Steve’s Pet Peeves – Volume 3

When you listen to 7-8 hours of radio each day like I do (each hour a different show), you’re bound to hear things that bug you.

Most days, shows are hitting it out the park.  They’re on the right topics cut from that day’s pop culture, things going on locally, and stories about their lives that position them as just like the listener.  Add to that some treatments of those topics which make the breaks sparkle.

Other times, I might get something small that makes me scratch my head wondering why they did that.

Here for you, another installment of Steve’s Pet Peeve’s Volume 3.  It bugs me when I hear shows that…

  1. Use words like: up chuck, throwing up, eating poop, projectile vomiting.  Using what I call “stop listening” words.  Instead of saying “I was up all night barfing,” why can’t you say, “I was sick to my stomach”?  The audience knows what you’re saying, and you aren’t using cringe words that make a portion of your audience turn away because they’re too graphic.
  2. Breaks that start with unexplained laughter. Listeners feel left out when they aren’t in on the fun you’re having in the studio.
  3. When something suggestive is said like, “It’s 69 degrees right now,” and the show devolves into a bad version of Beavis and Butthead.
  4. Shows that try to gratuitously manipulate listeners to stay. Like doing a half a break and then teasing the payoff, making them wait any amount of time for resolution.  Just give them the bowl of ice cream in one break and you’ll accrue positive images.
  5. Shows that don’t keep their promises in an effort to manipulate a few more minutes of listening. If you promise the content at 7:30, do it at 7:30, not 7:36 in an effort to get more minutes of listening.  You get two minutes either side of a promise to make good on it.  Don’t do that to them.
  6. Features that are time-stamped need to be at (or very close to) when you promise to do it.
  7. Explaining games in more than two sentences before playing the game.
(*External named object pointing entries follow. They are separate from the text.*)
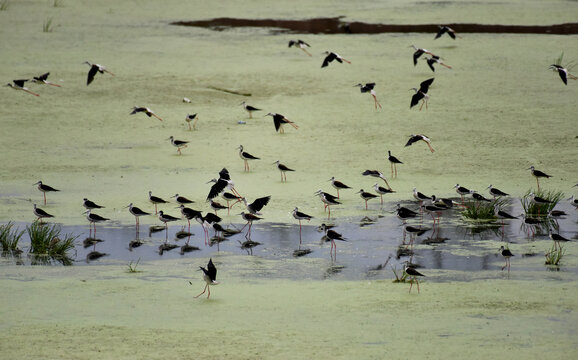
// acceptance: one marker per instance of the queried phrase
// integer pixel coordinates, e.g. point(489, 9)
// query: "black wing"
point(91, 73)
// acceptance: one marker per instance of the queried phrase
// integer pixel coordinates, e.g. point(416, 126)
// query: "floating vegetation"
point(532, 209)
point(9, 239)
point(47, 244)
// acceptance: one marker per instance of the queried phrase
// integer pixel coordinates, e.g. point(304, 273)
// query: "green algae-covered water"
point(494, 114)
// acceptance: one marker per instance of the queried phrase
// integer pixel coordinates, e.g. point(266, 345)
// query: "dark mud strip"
point(336, 26)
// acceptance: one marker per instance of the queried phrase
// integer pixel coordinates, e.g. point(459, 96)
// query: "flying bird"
point(333, 56)
point(95, 68)
point(421, 94)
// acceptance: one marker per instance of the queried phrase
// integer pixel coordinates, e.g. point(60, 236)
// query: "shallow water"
point(497, 112)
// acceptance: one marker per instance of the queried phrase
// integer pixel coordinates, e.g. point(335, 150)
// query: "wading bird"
point(279, 120)
point(421, 94)
point(210, 278)
point(431, 61)
point(369, 88)
point(194, 118)
point(563, 72)
point(246, 157)
point(45, 188)
point(413, 274)
point(95, 68)
point(250, 109)
point(419, 52)
point(42, 79)
point(19, 85)
point(338, 185)
point(538, 174)
point(332, 56)
point(301, 45)
point(420, 137)
point(145, 110)
point(393, 161)
point(179, 144)
point(283, 169)
point(41, 214)
point(448, 30)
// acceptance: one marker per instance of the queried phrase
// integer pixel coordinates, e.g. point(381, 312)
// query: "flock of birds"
point(223, 185)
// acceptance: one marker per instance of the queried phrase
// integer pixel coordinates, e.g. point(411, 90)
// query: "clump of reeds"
point(554, 255)
point(46, 244)
point(532, 210)
point(9, 239)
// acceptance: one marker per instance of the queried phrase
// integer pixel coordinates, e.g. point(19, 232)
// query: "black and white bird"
point(250, 109)
point(279, 120)
point(538, 174)
point(420, 137)
point(210, 277)
point(144, 110)
point(246, 157)
point(301, 45)
point(431, 61)
point(421, 94)
point(179, 144)
point(563, 72)
point(43, 79)
point(419, 52)
point(338, 185)
point(283, 170)
point(41, 214)
point(368, 88)
point(194, 118)
point(330, 56)
point(45, 188)
point(95, 68)
point(89, 205)
point(19, 85)
point(448, 30)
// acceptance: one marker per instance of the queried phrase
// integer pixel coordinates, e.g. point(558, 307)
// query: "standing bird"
point(19, 85)
point(298, 215)
point(137, 212)
point(250, 109)
point(279, 120)
point(89, 205)
point(446, 29)
point(415, 138)
point(95, 68)
point(332, 235)
point(41, 214)
point(421, 94)
point(194, 118)
point(366, 196)
point(45, 188)
point(42, 79)
point(496, 192)
point(369, 88)
point(563, 72)
point(338, 185)
point(246, 157)
point(301, 45)
point(419, 52)
point(413, 274)
point(210, 277)
point(283, 169)
point(538, 174)
point(179, 144)
point(145, 110)
point(507, 254)
point(333, 56)
point(156, 200)
point(393, 161)
point(435, 60)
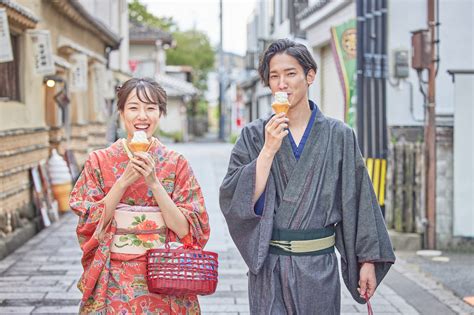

Listeners don’t have that mental bandwidth at any time of the day for an explanation of anything.  More than two sentences might mean it’s too complicated to play.  As I always say “when you’re explainin’, you ain’t entertainin’.”  You can use that.
  8. Shows that play a trivia game and get irked when the caller doesn’t know the answer to a question they think is easy. Not a great look.  Be empathetic in those moments – these are your fans contributing content to your show.
  9. Playing the Mission Impossible, Who Wants to be a Millionaire, or the Price Is Right music when playing a game. They’re all dated and predictable.  Let’s challenge ourselves to update that stuff.
  10. Talent who forget that every day you have new listeners who don’t know who you are. I’m a new listener tuning in and have no idea who’s who.  I recently checked out a show I don’t work with.  Both co-hosts were male.  I left after 90 minutes not knowing who was who.  Help me.

Deep breaths, Steve, deep breaths.  In with the good air, out with the bad!